In something of a departure from Elizabeth, who kept her speeches focused mainly on the Christian meaning of Christmas, the King offered a more inclusive message and spoke about other faiths.

“While Christmas is, of course, a Christian celebration, the power of light overcoming darkness is celebrated across the boundaries of faith and belief,” he said.

He paid tribute to charities and volunteers who help those in need. “Our churches, synagogues, mosques, temples and gurdwaras have once again united in feeding the hungry, providing love and support throughout the year,” he added. “Such heartfelt solidarity is the most inspiring expression of loving our neighbour as ourself.”

The King has long been interested in other religions. But one of his duties as King is to be “defender of the faith” and supreme governor of the Church of England.

In 1994, then-Prince Charles caused controversy by saying that he would rather be seen as “defender of faith.” He later remarked that “as far as the role of the Church of England is concerned, it is not to defend Anglicanism to the exclusion of other religions. Instead, the Church has a duty to protect the free practice of all faiths in this country.”

During his Christmas speech, the King recalled his trip to Bethlehem and the Church of the Nativity two years ago during a historic visit to the Palestinian territories. “It meant more to me than I can possibly express to stand on that spot where, as the Bible tells us, ‘the light that has come into the world’ was born,” he said. “So, whatever faith you have, or whether you have none, it is in this life-giving light, and with the true humility that lies in our service to others, that I believe we can find hope for the future. Let us therefore celebrate it together and cherish it always.”

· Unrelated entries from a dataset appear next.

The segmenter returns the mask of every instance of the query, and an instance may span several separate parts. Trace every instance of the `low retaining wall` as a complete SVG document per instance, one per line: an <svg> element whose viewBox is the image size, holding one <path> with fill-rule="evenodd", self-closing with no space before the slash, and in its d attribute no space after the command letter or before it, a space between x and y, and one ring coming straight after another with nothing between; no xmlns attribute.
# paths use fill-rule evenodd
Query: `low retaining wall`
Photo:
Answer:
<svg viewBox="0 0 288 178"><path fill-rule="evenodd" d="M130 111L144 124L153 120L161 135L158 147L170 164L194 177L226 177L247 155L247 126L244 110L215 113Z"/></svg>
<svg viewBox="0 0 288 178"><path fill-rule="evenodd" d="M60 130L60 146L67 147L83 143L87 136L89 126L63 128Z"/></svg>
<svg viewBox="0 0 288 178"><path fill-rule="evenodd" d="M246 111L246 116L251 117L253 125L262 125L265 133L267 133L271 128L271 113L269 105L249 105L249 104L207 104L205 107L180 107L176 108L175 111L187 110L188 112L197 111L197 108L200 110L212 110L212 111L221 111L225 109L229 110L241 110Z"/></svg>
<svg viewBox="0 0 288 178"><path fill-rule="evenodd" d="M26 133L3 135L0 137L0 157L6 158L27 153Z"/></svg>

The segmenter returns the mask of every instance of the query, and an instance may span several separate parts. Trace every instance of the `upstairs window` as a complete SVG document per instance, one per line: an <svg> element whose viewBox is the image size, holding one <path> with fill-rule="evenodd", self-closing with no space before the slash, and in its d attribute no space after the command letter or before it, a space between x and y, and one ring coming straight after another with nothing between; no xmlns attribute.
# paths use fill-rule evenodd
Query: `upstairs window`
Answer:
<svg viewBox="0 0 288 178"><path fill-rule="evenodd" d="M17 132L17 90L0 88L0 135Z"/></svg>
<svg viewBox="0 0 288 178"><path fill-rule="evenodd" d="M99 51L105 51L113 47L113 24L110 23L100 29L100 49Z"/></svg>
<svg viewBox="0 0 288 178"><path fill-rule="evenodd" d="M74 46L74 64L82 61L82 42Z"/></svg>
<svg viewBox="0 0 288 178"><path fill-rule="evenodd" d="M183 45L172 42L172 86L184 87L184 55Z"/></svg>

The King spent Christmas Day at the royal estate at Sandringham, in Norfolk, where the Royal Family traditionally gathers for the holiday. The King led the family’s walk to nearby St. Mary Magdalene Church for the morning service. He was joined by Camilla, the Queen Consort, as well as the Prince and Princess of Wales, their children and other senior royals. This was the first time the family had celebrated Christmas at Sandringham since 2019, because of the COVID-19 pandemic.

The tradition of the monarch’s Christmas broadcast dates from 1932, when King Charles’s great-grandfather, King George V, addressed Britain and the British Empire by radio. Queen Elizabeth II delivered her first message in 1952 and made her first television broadcast in 1957.